Call for Papers
American Literature Association Conference
San Francisco, CA May 24-27, 2018
SESSION 1: Roundtable: Sedgwick and American Enchantment
The Catharine Maria Sedgwick Society calls for 5-7 scholars to participate in a roundtable discussion of Michelle Sizemore’s recently published American Enchantment: Rituals of the People in the Post-Revolutionary World (Oxford UP, November 2017). Participants do not need to focus on the discussions of Sedgwick in the final chapter but instead can address Sizemore’s treatment of any of the central authors (such as Hawthorne, Irving, Brackenridge, and Brown); the significance of this scholarship for Sedgwick Studies; and/or key issues in Sizemore’s work, such as thinking of “the people” as a process rather than as a substance or understanding “enchantment” as a contingent state of embodied cognition.
A description of the book is as follows: The demise of the monarchy and the bodily absence of a King caused a representational crisis in the early republic, forcing the American people to reconstruct the social symbolic order in a new and unfamiliar way. Social historians have routinely understood the Revolution and the early republic as projects dedicated to and productive of reason, with “the people” as an orderly and sensible collective at odds with the volatile and unthinking crowd. American Enchantment rejects this traditionally held vision of a rational public sphere, arguing that early Americans dealt with the post-monarchical crisis by engaging in “civil mysticism,” not systematic discussion and debate. By evaluating a wide range of social and political rituals and literary and cultural discourses, Sizemore shows how “enchantment” becomes a vital mode of enacting the people after the demise of traditional monarchical forms. In works by Charles Brockden Brown, Washington Irving, Catharine Sedgwick, and Nathaniel Hawthorne–as well as in Delaware oral histories, accounts of George Washington’s inauguration, and Methodist conversion narratives–enchantment is an experience uniquely capable of producing new forms of popular power and social affiliation. Recognizing the role of enchantment in constituting the people overturns some of the most common-sense assumptions in the post-revolutionary world: above all, that the people are not simply a flesh-and-blood substance, but also a mystical force.
Please send a brief abstract (200 words) outlining your intended focus in the roundtable to Lisa West, lisa.west@drake.edu, by January 15, 2018.

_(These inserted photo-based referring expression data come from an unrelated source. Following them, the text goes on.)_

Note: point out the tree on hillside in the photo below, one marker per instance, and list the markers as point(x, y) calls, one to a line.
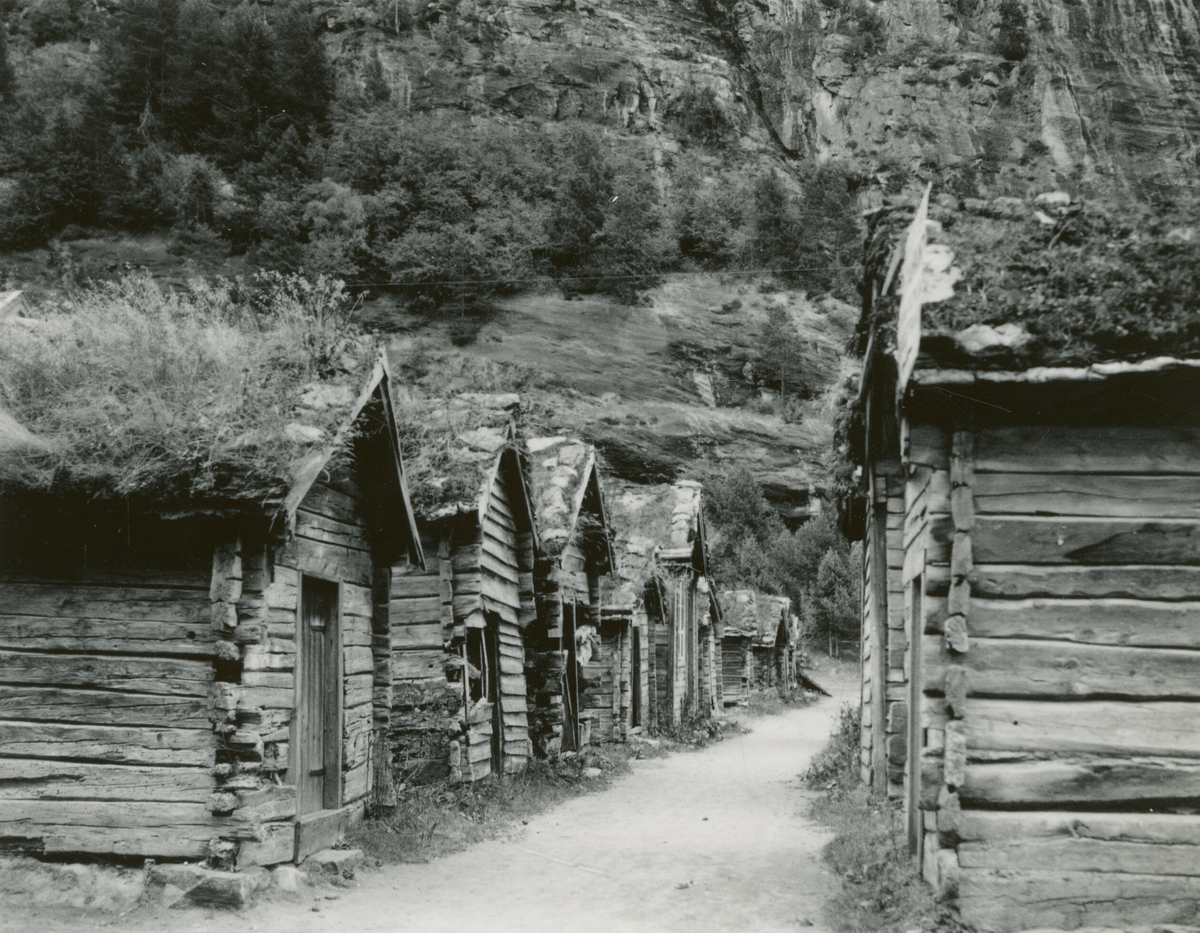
point(781, 354)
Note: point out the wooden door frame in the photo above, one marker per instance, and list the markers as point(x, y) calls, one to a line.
point(916, 829)
point(331, 798)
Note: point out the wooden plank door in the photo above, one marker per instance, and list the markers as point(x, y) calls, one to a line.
point(318, 697)
point(570, 681)
point(635, 680)
point(912, 765)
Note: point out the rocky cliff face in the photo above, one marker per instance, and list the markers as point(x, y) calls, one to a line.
point(1103, 96)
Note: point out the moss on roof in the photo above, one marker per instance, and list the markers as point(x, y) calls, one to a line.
point(755, 615)
point(215, 395)
point(646, 519)
point(450, 446)
point(1049, 282)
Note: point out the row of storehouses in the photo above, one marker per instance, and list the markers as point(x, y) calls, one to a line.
point(177, 682)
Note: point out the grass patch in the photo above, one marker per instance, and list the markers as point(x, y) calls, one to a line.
point(881, 888)
point(441, 819)
point(136, 390)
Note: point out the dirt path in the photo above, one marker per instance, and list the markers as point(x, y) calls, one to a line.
point(708, 841)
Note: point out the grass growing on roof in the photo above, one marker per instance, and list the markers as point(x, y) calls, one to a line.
point(141, 391)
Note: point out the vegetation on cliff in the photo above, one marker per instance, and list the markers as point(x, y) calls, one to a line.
point(237, 133)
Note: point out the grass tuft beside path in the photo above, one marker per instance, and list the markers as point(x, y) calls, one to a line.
point(881, 886)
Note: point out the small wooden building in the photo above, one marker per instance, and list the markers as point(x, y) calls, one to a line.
point(756, 648)
point(664, 573)
point(1030, 462)
point(191, 673)
point(575, 654)
point(457, 648)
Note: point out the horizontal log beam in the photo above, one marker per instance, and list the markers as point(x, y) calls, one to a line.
point(103, 708)
point(111, 672)
point(1018, 667)
point(1062, 449)
point(1137, 582)
point(119, 745)
point(1085, 727)
point(1081, 781)
point(1087, 494)
point(1103, 621)
point(1003, 902)
point(1017, 539)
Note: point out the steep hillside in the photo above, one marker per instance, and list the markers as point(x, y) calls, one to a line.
point(727, 150)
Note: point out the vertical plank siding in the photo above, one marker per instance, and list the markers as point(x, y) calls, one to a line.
point(479, 572)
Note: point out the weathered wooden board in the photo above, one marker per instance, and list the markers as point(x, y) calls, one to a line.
point(1002, 902)
point(115, 744)
point(426, 634)
point(415, 585)
point(417, 664)
point(1059, 449)
point(125, 603)
point(1032, 540)
point(1019, 667)
point(1139, 582)
point(103, 708)
point(331, 561)
point(1085, 727)
point(1087, 494)
point(165, 842)
point(1102, 621)
point(331, 530)
point(1137, 782)
point(31, 778)
point(325, 501)
point(111, 672)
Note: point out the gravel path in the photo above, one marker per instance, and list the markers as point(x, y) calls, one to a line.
point(707, 841)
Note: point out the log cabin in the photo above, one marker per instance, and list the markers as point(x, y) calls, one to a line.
point(577, 655)
point(1025, 473)
point(460, 708)
point(756, 648)
point(664, 581)
point(195, 672)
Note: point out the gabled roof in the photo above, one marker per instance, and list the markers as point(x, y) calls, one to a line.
point(567, 494)
point(451, 447)
point(371, 420)
point(756, 615)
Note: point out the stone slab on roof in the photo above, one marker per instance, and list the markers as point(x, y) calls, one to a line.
point(1047, 282)
point(559, 471)
point(451, 445)
point(755, 615)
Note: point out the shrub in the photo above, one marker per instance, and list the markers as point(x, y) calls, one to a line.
point(1013, 37)
point(701, 115)
point(865, 25)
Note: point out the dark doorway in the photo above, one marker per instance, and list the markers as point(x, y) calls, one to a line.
point(635, 679)
point(570, 681)
point(318, 698)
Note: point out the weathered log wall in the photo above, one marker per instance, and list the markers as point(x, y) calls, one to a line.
point(1060, 658)
point(885, 704)
point(107, 679)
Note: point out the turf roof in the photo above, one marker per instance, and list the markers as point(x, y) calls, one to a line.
point(1047, 282)
point(207, 397)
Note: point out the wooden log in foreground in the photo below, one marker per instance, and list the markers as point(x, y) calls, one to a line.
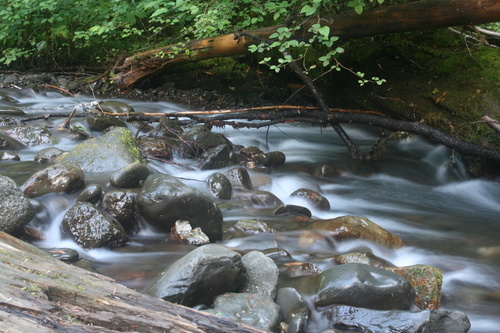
point(41, 294)
point(419, 15)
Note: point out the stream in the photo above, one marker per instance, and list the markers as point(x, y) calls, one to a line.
point(416, 190)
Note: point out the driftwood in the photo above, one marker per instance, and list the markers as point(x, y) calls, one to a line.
point(41, 294)
point(418, 15)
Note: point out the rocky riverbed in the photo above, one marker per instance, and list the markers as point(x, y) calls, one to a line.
point(117, 193)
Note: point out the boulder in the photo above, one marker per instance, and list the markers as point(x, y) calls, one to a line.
point(53, 179)
point(16, 208)
point(354, 227)
point(364, 286)
point(376, 321)
point(163, 200)
point(91, 229)
point(199, 276)
point(256, 310)
point(261, 274)
point(110, 152)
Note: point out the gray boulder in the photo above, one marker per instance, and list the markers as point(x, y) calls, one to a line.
point(375, 321)
point(16, 208)
point(364, 286)
point(261, 274)
point(91, 229)
point(55, 178)
point(199, 276)
point(163, 200)
point(256, 310)
point(110, 152)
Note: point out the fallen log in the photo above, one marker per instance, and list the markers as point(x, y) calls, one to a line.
point(419, 15)
point(39, 293)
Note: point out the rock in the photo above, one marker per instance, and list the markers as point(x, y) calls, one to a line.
point(31, 135)
point(293, 310)
point(256, 310)
point(426, 281)
point(252, 227)
point(47, 154)
point(91, 229)
point(364, 286)
point(53, 179)
point(353, 227)
point(110, 152)
point(16, 208)
point(199, 276)
point(375, 321)
point(239, 178)
point(216, 158)
point(131, 175)
point(184, 233)
point(316, 199)
point(8, 143)
point(258, 198)
point(123, 206)
point(219, 186)
point(261, 274)
point(163, 200)
point(91, 193)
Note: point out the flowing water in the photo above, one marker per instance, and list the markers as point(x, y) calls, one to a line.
point(416, 190)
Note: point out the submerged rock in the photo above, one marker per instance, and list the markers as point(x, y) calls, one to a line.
point(256, 310)
point(199, 276)
point(53, 179)
point(16, 209)
point(364, 286)
point(163, 200)
point(91, 229)
point(375, 321)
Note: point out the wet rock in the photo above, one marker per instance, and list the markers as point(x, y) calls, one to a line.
point(8, 143)
point(353, 227)
point(252, 227)
point(426, 281)
point(110, 152)
point(131, 175)
point(184, 233)
point(316, 199)
point(123, 206)
point(375, 321)
point(261, 274)
point(271, 159)
point(293, 310)
point(163, 200)
point(292, 209)
point(91, 193)
point(364, 286)
point(239, 178)
point(47, 154)
point(219, 186)
point(256, 310)
point(216, 158)
point(91, 229)
point(53, 179)
point(64, 254)
point(16, 208)
point(199, 276)
point(258, 198)
point(100, 123)
point(31, 135)
point(6, 156)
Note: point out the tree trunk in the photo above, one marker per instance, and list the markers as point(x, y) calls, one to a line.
point(41, 294)
point(420, 15)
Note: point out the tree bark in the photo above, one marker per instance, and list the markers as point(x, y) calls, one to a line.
point(419, 15)
point(41, 294)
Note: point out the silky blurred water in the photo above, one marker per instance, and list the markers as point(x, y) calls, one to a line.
point(447, 219)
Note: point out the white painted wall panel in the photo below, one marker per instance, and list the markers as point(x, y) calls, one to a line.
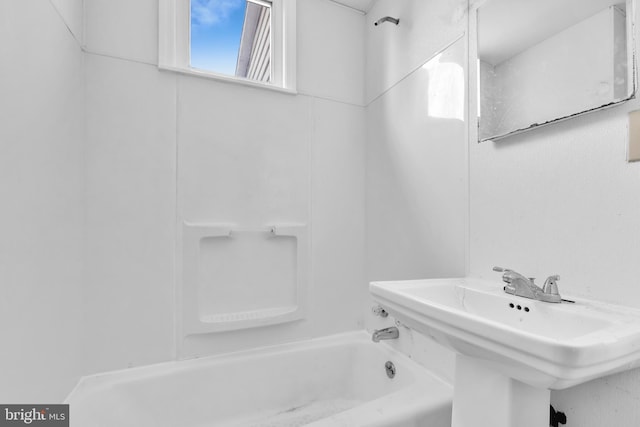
point(562, 199)
point(71, 12)
point(122, 28)
point(41, 216)
point(393, 51)
point(416, 156)
point(330, 51)
point(232, 166)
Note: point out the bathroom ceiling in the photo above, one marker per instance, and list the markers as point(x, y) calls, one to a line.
point(362, 5)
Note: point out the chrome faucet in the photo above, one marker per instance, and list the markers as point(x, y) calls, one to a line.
point(522, 286)
point(385, 334)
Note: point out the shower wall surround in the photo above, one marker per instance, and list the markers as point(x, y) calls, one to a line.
point(416, 153)
point(41, 185)
point(164, 149)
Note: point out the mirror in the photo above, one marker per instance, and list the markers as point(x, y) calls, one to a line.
point(542, 61)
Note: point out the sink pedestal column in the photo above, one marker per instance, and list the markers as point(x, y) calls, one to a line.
point(482, 396)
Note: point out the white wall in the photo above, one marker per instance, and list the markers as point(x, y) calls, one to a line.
point(41, 185)
point(416, 153)
point(562, 199)
point(156, 149)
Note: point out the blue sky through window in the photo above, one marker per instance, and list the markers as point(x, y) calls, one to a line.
point(216, 28)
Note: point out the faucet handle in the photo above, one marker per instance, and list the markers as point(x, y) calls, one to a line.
point(551, 286)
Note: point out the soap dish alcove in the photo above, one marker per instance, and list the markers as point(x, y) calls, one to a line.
point(238, 278)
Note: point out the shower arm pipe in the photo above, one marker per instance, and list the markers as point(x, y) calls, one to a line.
point(387, 19)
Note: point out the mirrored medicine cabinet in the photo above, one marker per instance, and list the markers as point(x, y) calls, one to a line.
point(543, 61)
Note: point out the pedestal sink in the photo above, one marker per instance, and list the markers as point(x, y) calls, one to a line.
point(511, 350)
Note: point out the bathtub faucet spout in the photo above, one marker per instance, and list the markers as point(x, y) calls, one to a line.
point(385, 334)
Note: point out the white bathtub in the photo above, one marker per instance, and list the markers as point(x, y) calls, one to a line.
point(334, 381)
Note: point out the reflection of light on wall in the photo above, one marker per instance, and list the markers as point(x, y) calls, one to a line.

SESSION 2: Panel: Sedgwick (and others) Beyond Unitarianism
The Catharine Maria Sedgwick Society seeks papers that invite discussion of religion in Sedgwick’s life and writing. In particular, the society hopes to complicate an understanding of Sedgwick’s Unitarian beliefs; call attention to her use of a variety of religious affiliations and doctrines; consider the role of secularism in her work; and investigate connections between religion, education, morality, and fiction. Papers that address contemporaries of Sedgwick, particularly other women writers or religious theorists, will also be considered.